Geeee, power napper, certainly you aren't encouraging anyone to lie are you? 

I, for one, am not qualified.







I don't have a law degree and I wasn't elected.


----------



## Robert Hawkins (May 27, 2005)

Hey, Hey, Hey. Some elected positions are there to serve the public. Nut you might bee right about the law degree.









Hawk


----------



## sqkcrk (Dec 10, 2005)

Who you calling Nut?


----------



## Joel (Mar 3, 2005)

"To me this is like saying that you can't be a state game warden/protector if you hunt. Doesn't make sense to me."

In the conflict of interest concept for the inspection program the problem is you have beekeepers who make their living at keeping bees inspecting beekeepers who make a living keeping bees and are both competing for the same revenues.

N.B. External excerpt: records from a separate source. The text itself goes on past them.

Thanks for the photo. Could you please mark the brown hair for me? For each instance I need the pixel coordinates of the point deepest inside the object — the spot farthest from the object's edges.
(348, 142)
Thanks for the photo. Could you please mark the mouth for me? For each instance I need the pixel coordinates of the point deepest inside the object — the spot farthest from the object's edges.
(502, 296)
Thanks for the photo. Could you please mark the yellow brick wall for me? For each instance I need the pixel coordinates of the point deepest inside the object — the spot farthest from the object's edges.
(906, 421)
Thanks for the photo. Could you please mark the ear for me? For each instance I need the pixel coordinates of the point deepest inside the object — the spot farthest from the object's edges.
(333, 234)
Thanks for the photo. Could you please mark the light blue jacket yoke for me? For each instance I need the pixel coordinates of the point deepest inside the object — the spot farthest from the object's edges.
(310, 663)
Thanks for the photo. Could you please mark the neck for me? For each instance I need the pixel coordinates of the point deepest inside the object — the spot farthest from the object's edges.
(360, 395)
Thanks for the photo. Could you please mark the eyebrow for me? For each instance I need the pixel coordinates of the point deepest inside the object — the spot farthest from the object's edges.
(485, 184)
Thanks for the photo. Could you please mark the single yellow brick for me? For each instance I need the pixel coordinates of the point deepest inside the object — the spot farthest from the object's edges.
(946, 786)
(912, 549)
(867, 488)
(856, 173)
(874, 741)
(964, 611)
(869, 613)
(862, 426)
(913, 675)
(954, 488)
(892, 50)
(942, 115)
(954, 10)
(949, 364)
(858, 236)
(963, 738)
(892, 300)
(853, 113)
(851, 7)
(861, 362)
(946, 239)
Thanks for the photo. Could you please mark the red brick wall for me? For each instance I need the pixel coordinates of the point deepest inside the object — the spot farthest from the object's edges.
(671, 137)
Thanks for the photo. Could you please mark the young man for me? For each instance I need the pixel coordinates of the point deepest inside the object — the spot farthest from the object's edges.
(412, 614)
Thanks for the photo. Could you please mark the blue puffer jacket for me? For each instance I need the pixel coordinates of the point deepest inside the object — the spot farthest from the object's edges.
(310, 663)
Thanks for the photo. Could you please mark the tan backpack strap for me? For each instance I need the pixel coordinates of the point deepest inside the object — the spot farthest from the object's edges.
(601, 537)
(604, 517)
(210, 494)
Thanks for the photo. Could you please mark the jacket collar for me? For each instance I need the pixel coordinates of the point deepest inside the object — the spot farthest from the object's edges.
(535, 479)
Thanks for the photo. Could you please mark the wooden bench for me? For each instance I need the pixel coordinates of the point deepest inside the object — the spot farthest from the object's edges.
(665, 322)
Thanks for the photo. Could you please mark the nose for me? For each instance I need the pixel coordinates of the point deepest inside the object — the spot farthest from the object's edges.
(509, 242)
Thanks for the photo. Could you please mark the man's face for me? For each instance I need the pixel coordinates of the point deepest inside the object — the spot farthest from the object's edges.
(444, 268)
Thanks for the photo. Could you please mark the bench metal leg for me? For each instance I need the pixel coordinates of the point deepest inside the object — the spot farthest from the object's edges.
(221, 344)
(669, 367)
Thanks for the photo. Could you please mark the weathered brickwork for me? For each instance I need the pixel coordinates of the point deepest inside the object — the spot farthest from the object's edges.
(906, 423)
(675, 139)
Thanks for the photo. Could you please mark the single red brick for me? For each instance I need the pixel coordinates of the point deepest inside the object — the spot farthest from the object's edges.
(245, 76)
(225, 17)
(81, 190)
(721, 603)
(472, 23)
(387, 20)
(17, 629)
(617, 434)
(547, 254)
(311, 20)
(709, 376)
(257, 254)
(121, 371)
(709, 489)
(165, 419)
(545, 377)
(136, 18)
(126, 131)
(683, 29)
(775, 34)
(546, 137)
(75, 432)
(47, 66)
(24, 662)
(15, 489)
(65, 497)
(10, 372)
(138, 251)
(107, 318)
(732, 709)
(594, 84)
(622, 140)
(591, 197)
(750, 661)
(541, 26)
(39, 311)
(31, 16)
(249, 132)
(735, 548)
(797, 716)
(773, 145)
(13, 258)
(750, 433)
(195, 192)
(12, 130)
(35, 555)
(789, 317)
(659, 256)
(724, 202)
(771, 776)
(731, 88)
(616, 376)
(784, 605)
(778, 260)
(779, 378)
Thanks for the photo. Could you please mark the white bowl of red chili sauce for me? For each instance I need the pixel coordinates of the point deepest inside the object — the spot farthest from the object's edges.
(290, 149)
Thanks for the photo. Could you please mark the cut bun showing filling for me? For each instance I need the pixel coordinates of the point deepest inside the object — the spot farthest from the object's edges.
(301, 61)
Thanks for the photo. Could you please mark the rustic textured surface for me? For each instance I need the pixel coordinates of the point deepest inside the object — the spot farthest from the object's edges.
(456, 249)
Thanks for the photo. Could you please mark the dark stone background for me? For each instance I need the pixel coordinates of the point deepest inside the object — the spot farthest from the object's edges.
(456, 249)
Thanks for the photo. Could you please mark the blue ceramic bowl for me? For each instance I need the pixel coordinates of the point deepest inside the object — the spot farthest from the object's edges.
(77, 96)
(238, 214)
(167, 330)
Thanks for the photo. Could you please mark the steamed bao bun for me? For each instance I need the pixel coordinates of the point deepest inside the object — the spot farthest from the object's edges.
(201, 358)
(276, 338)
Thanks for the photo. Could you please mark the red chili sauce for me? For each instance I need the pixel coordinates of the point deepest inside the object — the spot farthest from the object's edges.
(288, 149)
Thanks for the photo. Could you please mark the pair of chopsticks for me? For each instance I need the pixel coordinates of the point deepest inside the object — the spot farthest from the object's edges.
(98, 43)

As peggjam post points out a few possibilities many more exist.


----------



## sqkcrk (Dec 10, 2005)

"Competing for the same revenues." Really?

I recognize that what I have been doing is a conflict of interests, between being an Apiary Inspector and a Beekeeper. No argument there. 

But competing for the same revenue? Maybe, maybe not.

If I stop producing honey tomorrow, will that give someone else an opportunity to make more? Or for someone else to get more for their honey? 

The honey that I sold to the packers, will they pay more just because I drop out? Or if all of the Inspectors with bees drop out. I don't think so. Do you?

And what about the market that I have developed? The market that no one else was using for at least the first 10 years that I was around and am now into? Now that I have developed a local desire for local honey, I'm sure that someone else could step into my place if I dropped out. But no one is trying to now and there doesn't seem to be anyone willing or able to do what I have. In relation to marketing local honey to the North Country. Not near here anyway.

If I dropped out of pollination to the Champlain Valley, that would knock out about 400 colonies from me for 4 orchards. Anybody want that? Let me know. The guys that I pollinate with would have told me if anyone had been snooping around looking for pollination work.

Rick Drutchess, from VT, asked me a couple of weeks ago if I wanted more pollination work in the Camplain Valley. I guess he's looking to cut back on his obligations.

For the amount of honey production that I loose, going to the ochards, I don't know if it is all that profitable.

If I dropped out, then out of state pollinators would fill in to some of that work. Andy Card pollinates the home orchard of one of my "contracts", so maybe he would fill in there. Not that he is an out of stater anymore, really.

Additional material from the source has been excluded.